A explicação parece encontrar-se no fato de sermos, então, na realidade, dois países, fase de que, sòmente nos últimos tempos, estamos emergindo, para a formação final da nação brasileira. O contraste entre o grande Brasil popular e mudo e o pequeno grupo de civilizados e falantes era, então, tão amplo e largo, que os dois países se perdiam de vista, só havendo real consciência do minúsculo Brasil semi-aristocrático, em que se movia a figura singular e um tanto fictícia do Barão de Macaúbas. Êste pequeno e lustroso Brasil mantinha, sob vários aspectos, a ilusão da civilização e podia, sem desdoiro, sofrer confrontos com o restante do mundo civilizado, sobretudo com os demais países americanos. Nêle é que atuava Abílio César Borges. Do seu colégio, podia o prof. Ch. Fred Hartt, da Universidade de Cornell, nos Estados Unidos, dizer que, na sua opinião, <<se comparava favoràvelmente com as melhores instituições do mesmo grau nos Estados Unidos>>.

Com efeito, a vida e a obra de Abílio César Borges revela-nos um país sensível à cultura, penetrado de rigorosos padrões morais, embebido de vivas aspirações intelectuais e, o que é mais de admirar, com uma uniformidade tal de nível social e de condições de meio, que não se chega a perceber a diferença sensível entre as diversas áreas de sua atuação, que se estendem desde a cidade da Barra, no vale do S. Francisco, até Barbacena, em Minas, passando pela Bahia, e pelo Rio, como se todos êstes centros fôssem cidades de um país homogêneo e de igual civilização. Em todos êles, na verdade, fundou e dirigiu o singular educador os seus colégios, praticando uma educação revolucionária para o tempo, e em todos encontrando professôres para auxiliá-lo e ambiente para lhe aplaudir e estimular os esforços.

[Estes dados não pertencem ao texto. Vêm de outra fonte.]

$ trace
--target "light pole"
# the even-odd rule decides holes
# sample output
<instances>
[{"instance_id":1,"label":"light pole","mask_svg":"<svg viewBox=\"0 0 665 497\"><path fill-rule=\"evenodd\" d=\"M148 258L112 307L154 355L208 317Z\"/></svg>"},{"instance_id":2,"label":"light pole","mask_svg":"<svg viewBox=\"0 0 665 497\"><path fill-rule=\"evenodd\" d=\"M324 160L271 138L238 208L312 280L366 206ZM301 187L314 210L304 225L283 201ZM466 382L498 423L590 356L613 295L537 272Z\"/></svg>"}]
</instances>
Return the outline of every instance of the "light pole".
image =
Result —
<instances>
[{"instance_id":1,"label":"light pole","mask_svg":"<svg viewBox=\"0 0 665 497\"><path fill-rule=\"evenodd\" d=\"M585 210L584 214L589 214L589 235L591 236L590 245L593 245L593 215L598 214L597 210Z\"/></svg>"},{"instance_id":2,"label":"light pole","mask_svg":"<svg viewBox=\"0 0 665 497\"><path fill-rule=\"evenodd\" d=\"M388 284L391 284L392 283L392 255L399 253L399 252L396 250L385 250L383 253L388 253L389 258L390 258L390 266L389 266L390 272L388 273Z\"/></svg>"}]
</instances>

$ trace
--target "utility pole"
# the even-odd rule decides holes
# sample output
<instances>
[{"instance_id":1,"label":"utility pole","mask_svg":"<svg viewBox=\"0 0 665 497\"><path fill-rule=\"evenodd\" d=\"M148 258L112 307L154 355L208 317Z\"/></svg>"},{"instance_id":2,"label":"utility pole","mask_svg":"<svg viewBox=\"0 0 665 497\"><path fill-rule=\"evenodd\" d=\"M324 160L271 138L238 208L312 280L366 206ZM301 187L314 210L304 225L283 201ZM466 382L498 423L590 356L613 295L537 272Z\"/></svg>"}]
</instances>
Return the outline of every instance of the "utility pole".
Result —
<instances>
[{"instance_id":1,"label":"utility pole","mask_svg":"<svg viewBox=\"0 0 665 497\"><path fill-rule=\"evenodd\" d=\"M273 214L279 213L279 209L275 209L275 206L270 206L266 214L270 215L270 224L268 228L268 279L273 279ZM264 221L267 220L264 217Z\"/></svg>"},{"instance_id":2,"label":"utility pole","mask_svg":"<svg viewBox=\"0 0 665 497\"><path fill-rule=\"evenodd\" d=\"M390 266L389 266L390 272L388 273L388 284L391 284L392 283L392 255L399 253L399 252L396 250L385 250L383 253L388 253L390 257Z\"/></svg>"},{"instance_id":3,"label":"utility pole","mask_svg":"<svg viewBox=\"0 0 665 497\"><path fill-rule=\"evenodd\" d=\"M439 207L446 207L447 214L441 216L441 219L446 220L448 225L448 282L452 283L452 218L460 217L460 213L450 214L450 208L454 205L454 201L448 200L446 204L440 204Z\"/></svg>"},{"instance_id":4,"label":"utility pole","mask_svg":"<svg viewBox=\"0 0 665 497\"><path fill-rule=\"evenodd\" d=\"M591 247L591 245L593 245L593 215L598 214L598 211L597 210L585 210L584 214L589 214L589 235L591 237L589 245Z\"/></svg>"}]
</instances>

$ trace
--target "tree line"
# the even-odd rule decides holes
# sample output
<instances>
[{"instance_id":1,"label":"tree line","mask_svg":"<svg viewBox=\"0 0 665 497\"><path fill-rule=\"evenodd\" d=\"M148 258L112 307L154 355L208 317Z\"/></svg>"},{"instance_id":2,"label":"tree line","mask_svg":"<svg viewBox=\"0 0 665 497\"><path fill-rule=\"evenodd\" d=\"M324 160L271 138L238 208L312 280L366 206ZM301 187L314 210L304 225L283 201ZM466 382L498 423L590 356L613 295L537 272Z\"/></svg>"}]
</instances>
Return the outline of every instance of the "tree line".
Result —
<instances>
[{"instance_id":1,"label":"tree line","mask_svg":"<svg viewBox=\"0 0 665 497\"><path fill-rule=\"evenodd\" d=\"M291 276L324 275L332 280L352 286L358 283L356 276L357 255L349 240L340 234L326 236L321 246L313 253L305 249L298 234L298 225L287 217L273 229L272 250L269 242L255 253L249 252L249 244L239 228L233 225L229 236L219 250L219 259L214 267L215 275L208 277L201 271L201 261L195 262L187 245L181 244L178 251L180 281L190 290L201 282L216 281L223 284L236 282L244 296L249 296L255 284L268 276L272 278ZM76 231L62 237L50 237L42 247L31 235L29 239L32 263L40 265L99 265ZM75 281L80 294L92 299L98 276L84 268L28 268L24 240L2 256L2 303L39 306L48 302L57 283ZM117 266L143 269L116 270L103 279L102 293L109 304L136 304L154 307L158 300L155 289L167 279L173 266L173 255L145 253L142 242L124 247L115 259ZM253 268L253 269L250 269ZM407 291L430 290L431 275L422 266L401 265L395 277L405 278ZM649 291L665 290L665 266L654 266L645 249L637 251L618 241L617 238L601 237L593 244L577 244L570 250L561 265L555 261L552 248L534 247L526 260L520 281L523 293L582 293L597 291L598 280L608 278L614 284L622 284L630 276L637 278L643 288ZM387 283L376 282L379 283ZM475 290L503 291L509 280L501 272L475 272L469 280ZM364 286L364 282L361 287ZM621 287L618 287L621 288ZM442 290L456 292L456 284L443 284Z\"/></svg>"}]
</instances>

A fina e tênue camada de civilização parecia, assim, estender-se sôbre todo o país, oferecendo oportunidade a um educador sertanejo de ampliar a sua ação por tão diversas regiões, de certo modo, intercambiáveis, pois cumpre registrar que a sua experiência não se encerra no Rio, mas no interior de Minas, na cidade de Barbacena, de onde sai, afinal, para aposentar-se da vida ativa, acompanhado do louvor e do aplauso de pais e discípulos dessa cidade setaneja, como já deixara, antes, a Côrte, entre os mesmos aplausos e louvores.

Como, pois, explicar que essa atuação não se prolongue em uma grande tradição educacional e Abílio César Borges não seja, para nós, algo como foi Sarmiento, para a Argentina, Varela, para o Uruguai, e Horace Mann, para os Estados Unidos, senão pela sua identificação com a pequena casta dominante de um Brasil de cúpula, que as vicissitudes de nossa evolução histórica vem sistemàticamente destruindo?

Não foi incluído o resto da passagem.